Pese a la hegemonía del Smartphone
y la tiranía que el WhatsApp ejerce en nuestras vidas, todavía queda un reducto
para el suspense, una parcela de tradicionalidad que nos transporta al pasado:
esperar una llamada de alguien que te gusta, de ese trabajo al que te has
presentado o del amante que parece distanciado. Ese momento, que se puede extender
desde un minuto, hasta una tarde o varios días, genera en el interesado
expectación y desarrolla su imaginación hacia varias posibilidades que oscilan
entre el pesimismo, el optimismo o el puro realismo. Recuerdo que una amiga,
tras esperar como una posesa que el macizo que le pidió el número en una fiesta
muy divertida diera señales de vida, me invita a su casa a cenar. «Hoy es
jueves, me va a llamar. Querrá quedar mañana y ha esperado hasta el último
momento para aparentar normalidad» –afirma. Yo la escucho admirada por su
seguridad. Ella prepara caipiroskas en la mesa del salón poniendo toda su
atención. «¿Hace cuantos días lo conociste?» –pregunto. «Casi diez. Me tiene
totalmente absorbida, creo que va a ser el polvo de mi vida» –sentencia.

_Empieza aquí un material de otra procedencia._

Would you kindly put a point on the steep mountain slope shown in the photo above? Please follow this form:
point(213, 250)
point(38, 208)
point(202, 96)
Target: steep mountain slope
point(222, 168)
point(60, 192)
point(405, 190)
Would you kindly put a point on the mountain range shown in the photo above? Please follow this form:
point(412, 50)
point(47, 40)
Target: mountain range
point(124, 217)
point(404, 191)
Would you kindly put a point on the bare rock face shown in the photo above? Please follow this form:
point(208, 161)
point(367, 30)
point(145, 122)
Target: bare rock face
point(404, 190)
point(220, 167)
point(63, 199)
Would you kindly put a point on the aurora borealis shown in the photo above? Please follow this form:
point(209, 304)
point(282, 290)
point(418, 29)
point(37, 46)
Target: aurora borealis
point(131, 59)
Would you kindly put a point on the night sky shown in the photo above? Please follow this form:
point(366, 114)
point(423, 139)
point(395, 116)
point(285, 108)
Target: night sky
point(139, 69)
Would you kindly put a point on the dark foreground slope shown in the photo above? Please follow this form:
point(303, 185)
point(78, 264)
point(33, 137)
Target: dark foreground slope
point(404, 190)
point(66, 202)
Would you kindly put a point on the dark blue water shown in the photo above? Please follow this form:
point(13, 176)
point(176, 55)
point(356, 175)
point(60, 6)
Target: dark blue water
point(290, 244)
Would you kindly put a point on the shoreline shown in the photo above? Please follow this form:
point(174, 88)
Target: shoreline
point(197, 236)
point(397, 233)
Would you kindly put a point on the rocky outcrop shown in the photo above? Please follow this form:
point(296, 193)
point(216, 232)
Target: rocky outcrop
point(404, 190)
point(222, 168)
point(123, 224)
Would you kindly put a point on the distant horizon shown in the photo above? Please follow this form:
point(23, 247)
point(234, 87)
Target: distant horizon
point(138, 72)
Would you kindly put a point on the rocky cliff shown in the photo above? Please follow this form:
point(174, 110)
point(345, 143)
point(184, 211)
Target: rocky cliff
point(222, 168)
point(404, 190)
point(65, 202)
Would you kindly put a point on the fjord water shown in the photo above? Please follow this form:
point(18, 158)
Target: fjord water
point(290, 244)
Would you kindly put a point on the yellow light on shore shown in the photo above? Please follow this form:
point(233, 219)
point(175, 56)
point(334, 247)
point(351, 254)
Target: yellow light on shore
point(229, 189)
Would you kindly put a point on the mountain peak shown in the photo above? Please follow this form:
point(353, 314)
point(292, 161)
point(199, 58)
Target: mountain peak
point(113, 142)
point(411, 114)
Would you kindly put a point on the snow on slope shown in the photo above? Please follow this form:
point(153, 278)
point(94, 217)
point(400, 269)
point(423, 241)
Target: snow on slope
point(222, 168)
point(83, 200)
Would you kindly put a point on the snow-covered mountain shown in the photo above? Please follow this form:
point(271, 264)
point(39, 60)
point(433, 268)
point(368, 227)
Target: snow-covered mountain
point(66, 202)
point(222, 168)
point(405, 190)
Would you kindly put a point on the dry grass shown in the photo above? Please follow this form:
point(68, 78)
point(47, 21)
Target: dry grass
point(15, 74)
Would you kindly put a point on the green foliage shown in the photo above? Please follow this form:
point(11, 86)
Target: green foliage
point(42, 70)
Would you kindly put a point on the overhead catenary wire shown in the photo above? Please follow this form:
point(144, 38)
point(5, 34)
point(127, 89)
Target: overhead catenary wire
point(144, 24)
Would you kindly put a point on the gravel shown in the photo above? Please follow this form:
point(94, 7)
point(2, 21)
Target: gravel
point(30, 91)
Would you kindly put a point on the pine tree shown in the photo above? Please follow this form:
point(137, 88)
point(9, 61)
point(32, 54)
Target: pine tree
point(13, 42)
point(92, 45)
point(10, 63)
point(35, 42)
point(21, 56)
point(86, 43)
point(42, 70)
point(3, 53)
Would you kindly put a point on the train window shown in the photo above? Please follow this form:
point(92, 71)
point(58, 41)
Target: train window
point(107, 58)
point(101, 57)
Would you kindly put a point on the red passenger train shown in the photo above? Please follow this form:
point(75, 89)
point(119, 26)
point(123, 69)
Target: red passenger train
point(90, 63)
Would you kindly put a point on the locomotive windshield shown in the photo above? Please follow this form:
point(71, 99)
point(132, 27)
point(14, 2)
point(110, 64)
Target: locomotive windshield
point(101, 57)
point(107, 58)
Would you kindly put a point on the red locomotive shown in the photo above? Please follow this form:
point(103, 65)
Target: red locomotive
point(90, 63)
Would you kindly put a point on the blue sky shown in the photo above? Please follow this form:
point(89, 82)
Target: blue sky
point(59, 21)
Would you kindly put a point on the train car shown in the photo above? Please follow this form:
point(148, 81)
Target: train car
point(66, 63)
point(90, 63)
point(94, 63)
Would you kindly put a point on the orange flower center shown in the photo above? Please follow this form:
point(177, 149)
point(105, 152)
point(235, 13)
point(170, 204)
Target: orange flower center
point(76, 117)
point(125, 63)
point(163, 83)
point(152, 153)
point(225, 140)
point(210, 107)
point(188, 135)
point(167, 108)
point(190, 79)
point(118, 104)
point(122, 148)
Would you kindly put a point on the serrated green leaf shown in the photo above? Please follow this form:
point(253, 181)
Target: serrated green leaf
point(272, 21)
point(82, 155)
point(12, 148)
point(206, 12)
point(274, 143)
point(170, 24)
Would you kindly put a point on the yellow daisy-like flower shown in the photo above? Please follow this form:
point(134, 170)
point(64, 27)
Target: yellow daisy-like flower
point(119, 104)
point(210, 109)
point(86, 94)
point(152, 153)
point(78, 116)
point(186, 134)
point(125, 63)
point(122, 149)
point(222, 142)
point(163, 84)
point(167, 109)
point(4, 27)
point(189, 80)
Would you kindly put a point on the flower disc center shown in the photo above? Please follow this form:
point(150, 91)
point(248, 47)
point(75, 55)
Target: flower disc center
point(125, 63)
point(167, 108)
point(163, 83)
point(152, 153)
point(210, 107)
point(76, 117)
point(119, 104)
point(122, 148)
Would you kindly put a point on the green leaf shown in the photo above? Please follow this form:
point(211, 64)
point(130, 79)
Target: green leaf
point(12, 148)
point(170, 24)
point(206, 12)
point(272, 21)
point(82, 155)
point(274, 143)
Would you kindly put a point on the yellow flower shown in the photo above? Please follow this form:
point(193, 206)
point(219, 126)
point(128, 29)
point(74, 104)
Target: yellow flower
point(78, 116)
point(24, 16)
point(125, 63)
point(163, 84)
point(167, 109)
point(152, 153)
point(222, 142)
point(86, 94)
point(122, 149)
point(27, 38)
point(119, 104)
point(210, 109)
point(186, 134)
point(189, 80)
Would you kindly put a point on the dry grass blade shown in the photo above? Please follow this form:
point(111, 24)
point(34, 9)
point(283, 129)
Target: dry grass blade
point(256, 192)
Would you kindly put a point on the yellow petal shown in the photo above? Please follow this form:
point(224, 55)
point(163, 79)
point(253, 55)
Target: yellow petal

Entonces, y como una señal del destino, su teléfono empieza a sonar. Yo salto
del sofá y miro pantalla: «¡Es Adrián!» –le grito. Ella termina de servir el
vodka sin levantar la mirada, deja la botella y le pone el tapón. Se seca las
manos con un trapo de algodón. Abre un armario del que saca dos posavasos de
cristal. «¡Joder, que va a colgar!» –le insisto. Con paso de gacela se acerca y
me entrega una copa. Con la otra se acerca su cóctel a la boca y bebe
tranquila. Entonces gira su cabeza, alarga el brazo y coge el teléfono que de
tanto sonar parece que ha empezado a bramar.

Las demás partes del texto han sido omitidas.